The Indian Parliament has recently voted in favor of the Banning of Unregulated Deposit Schemes Bill, 2019. The goal of this bill is to establish a system that protects vulnerable depositors and assures the reimbursement of their hard-earned money.

Defining Deposits and Unregulated Schemes

The new bill precisely defines a deposit as any sum of money received in the form of an advance, a loan, or through any other means. The returned amount is usually associated with an interest. However, the legislation also specifically excludes certain transactions from falling under the deposit category. For example, loans obtained from relatives or capital contributions made by partners within a firm are not considered deposits.

The Banning of Unregulated Deposit Schemes Bill, 2019 also outlines a clarified definition of unregulated deposit schemes, revealing that such schemes are considered unregulated if they are business-related and are unregistered with financial regulation authorities.

Designated Courts and Central Database

One of the significant steps proposed by the bill is the formation of Designated Courts. These courts will have judges of at least district and sessions level or additional district and sessions level. This specialized judiciary scheme will be set up in specified areas, as defined by the bill.

Further, the bill mandates the central government to allocate an authority for developing an online central database dedicated to storing information on deposit takers. It will be compulsory for all deposit-taking parties to share details about their businesses with this central database.

Appointment of Competent Authority

The bill also prescribes the appointment of a Competent Authority, which will be handled by one or more government officials with a minimum rank of Secretary to the state or central government. This appointed authority will bear powers akin to those conferred on a civil court.
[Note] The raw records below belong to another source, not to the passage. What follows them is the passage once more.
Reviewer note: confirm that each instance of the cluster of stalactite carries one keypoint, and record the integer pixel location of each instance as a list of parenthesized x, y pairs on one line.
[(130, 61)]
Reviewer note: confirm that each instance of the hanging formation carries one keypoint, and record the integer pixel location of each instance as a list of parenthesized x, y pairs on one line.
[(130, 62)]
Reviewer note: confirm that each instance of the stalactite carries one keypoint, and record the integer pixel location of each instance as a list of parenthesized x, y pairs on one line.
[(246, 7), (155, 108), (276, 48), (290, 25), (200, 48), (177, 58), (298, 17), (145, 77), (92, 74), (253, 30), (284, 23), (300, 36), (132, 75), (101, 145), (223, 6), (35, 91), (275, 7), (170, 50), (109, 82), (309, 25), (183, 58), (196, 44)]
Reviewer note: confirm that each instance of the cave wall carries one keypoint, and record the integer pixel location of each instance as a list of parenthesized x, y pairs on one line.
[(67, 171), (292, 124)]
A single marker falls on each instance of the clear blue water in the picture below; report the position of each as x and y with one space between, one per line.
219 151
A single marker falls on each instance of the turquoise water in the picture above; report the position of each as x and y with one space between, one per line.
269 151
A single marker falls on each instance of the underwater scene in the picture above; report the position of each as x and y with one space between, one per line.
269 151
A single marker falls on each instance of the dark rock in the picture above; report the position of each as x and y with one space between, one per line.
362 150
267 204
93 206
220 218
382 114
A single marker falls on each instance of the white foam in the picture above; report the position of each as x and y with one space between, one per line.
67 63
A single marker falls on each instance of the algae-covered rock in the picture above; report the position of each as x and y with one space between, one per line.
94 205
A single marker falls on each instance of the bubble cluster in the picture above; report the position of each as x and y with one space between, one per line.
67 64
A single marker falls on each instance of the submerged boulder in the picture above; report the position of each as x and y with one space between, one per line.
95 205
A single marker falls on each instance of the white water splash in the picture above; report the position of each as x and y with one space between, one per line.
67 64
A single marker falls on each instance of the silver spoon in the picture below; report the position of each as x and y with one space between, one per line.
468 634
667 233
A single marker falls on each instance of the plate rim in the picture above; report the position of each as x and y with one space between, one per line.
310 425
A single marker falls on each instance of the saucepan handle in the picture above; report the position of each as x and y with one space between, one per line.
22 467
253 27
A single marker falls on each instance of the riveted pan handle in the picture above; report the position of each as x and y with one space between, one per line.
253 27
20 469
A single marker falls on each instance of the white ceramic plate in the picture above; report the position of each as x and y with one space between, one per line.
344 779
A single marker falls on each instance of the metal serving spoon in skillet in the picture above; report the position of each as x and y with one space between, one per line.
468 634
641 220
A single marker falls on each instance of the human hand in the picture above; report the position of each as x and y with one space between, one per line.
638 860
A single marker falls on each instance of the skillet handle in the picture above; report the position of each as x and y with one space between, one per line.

The Competent Authority has the permission to temporarily attach properties of suspected unregulated deposit takers, summon and examine witnesses, and call for the production of evidence.

Penalties for Offences Related to Unregulated Deposit Schemes

The bill details penalties and offences associated with unregulated deposit schemes. It lists three types of offences: running unregulated deposit schemes, fraudulent defaulting on regulated deposit schemes, and manipulating depositors into investing in unregulated schemes by knowingly distorting facts.

Offence Penalty
Running unregulated deposit schemes Imprisonment between two and seven years and a fine from Rs 3 lakh to Rs 10 lakh
Fraudulent defaulting on regulated deposit schemes Imprisonment between three and 10 years and a fine from Rs 5 lakh to twice the amount collected from depositors
Manipulating depositors into unregulated schemes Imprisonment between five to 10 years and a fine from Rs 10 lakh to Rs 5 crore

The Impact of the Ban on Unregulated Deposit Schemes

The Banning of Unregulated Deposit Schemes Bill, 2019 promises to put a check on illegal deposit-taking activities, such as Ponzi Schemes or Chit Funds. These activities exploit existing regulatory loopholes and lax administrative measures to trick people into parting with their savings. Therefore, this bill is a potentially impactful step towards safeguarding the interests of depositors across the country.